Stephen Moore, one of President Donald Trump’s embattled picks to serve on the Federal Reserve Board and his former campaign adviser, withdrew from his candidacy for a spot on the board.

In the letter, Moore blamed “unrelenting attacks on my character” for his reason to drop out, even though in an interview with Bloomberg News just several hours earlier he said he thought he had a good chance of winning the seat.

Trump’s Twitter message confirmed the withdrawal. The president called Moore a “fine person.”

Related Story: Trump’s Fed Reserve Board Pick Stephen Moore Under Fire for Sexist Comments on Women in Sports

But even Republicans couldn’t get behind Moore, whose writings back in the early 2000s belittled and degraded women, including his wife at the time.

Here’s what he wrote about women in sports:

“No more women refs, no women announcers, no women beer vendors, no women anything… There is, of course, an exception to this rule. Women are permitted to participate, if and only if, they look like Bonnie Bernstein. The fact that Bonnie knows nothing about basketball is entirely irrelevant.”

As a guest on PBS’ “Firing Line With Margaret Hoover” on Tuesday, Moore tried to defend the following racist joke he made about a fake headline and the Obamas in 2016:

“There’s that great cartoon going along that [shows] the New York Times headline ‘First Thing Donald Trump Does As President Is Kick a Black Family Out of Public Housing,’ and it has Obama leaving the White House. I mean, I just love that one!”

The New York Times reports that in an appearance on C-SPAN in 2000, Moore argued women earning more than men was leading to a decline in the American family.

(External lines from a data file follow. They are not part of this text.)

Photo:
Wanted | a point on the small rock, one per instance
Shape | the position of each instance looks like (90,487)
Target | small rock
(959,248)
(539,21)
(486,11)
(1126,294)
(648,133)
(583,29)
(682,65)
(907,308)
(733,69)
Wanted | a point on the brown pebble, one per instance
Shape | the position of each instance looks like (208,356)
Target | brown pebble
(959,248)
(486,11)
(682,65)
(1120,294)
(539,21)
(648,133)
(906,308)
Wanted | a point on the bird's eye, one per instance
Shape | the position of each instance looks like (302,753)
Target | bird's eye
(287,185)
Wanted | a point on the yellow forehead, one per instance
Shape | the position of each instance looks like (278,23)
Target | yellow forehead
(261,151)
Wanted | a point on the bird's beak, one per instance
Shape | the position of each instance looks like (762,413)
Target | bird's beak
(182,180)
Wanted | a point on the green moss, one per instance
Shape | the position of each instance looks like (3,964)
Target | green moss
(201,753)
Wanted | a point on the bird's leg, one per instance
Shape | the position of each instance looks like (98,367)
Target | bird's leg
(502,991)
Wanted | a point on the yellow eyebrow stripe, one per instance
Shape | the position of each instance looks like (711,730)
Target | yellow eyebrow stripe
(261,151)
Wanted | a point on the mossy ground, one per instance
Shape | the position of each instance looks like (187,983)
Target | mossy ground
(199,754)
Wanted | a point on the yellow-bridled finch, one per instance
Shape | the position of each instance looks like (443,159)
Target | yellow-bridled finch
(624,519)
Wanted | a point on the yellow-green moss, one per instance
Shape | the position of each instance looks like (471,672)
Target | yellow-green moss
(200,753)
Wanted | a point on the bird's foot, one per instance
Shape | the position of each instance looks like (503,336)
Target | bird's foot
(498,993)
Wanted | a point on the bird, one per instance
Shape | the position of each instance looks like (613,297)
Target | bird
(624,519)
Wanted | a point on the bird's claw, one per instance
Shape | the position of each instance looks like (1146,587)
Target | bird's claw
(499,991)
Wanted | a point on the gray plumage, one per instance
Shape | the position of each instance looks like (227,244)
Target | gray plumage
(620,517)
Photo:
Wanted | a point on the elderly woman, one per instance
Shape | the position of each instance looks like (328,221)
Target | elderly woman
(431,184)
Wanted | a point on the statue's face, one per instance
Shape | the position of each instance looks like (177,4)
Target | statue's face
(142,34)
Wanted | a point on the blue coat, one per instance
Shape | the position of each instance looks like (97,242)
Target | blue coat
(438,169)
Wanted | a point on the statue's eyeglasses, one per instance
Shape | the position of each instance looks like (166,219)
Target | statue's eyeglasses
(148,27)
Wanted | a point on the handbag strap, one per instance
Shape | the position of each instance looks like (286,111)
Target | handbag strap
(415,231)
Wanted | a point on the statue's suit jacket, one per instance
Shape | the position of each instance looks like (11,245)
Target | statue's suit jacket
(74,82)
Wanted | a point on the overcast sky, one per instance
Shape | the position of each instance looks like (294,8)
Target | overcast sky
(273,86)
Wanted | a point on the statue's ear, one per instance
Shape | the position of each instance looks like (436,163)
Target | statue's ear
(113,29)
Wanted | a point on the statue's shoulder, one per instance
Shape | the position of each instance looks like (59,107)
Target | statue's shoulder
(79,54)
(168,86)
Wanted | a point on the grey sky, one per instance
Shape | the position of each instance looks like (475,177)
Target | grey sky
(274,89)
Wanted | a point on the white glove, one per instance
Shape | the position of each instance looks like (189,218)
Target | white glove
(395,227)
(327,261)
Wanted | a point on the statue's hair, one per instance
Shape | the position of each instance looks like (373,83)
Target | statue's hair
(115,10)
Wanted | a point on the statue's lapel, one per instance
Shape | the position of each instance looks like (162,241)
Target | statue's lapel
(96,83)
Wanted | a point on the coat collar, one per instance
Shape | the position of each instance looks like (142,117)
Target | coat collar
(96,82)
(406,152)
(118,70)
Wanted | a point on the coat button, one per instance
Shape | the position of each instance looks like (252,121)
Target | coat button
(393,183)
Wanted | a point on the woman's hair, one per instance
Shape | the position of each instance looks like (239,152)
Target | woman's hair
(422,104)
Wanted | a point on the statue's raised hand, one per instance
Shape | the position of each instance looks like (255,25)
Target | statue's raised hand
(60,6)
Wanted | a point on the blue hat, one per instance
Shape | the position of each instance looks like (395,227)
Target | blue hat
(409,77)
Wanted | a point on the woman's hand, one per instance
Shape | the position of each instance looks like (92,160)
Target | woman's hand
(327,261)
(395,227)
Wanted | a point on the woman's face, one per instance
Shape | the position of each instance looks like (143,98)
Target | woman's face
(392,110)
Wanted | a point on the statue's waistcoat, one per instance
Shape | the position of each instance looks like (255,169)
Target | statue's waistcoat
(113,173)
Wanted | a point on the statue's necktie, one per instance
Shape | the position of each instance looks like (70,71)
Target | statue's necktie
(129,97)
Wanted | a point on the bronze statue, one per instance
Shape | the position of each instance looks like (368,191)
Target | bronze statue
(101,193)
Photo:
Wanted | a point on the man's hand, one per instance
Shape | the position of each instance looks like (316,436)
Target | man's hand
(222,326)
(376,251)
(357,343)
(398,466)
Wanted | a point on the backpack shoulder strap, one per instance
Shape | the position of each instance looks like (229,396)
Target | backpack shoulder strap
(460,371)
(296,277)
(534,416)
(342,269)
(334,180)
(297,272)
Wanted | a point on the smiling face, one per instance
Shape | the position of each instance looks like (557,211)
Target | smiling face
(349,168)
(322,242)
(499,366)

“It’s not a good thing that Black women are making more than Black men today,” he said. “In fact, the male needs to be the breadwinner of the family, and one of the reasons I think you’ve seen the decline of the family, not just in the Black community, but also it’s happening now in the white community as well, is because women are more economically self-sufficient,” he said. “So, I would like to see an increase in Black earnings because Black men have not closed the gap as much as Black women have.”

Moore is also under scrutiny for a $75,000 IRS income tax lien and a messy divorce that included Moore shorting his ex-wife for years on the amount he was supposed to pay her for alimony, according to The Guardian.

A Virginia judge had found Moore in contempt of court in 2012 for reneging on more than $330,000 in settlement, alimony and child support payments to Allison.

Moore even tried to compare his situation to Justice Brett Kavanaugh, whose nomination to the Supreme Court was mired in accusations of sexual assault.

“You know, they’re pulling a Kavanaugh against me,” he told a radio interviewer in late April.

Moore refused to acknowledge the weight of his past sexist and insulting articles.

“If it comes down to things I wrote 18 years ago that were impolitic, that I’ve apologized for, that were, you know, insulting, then I’m in trouble,” he told CNBC in an interview April 30.

Trump’s other nomination for another open spot on the board, Herman Cain, also dropped out less than two weeks ago after pushback on his nomination from Republican senators and revived accusations of sexual misconduct.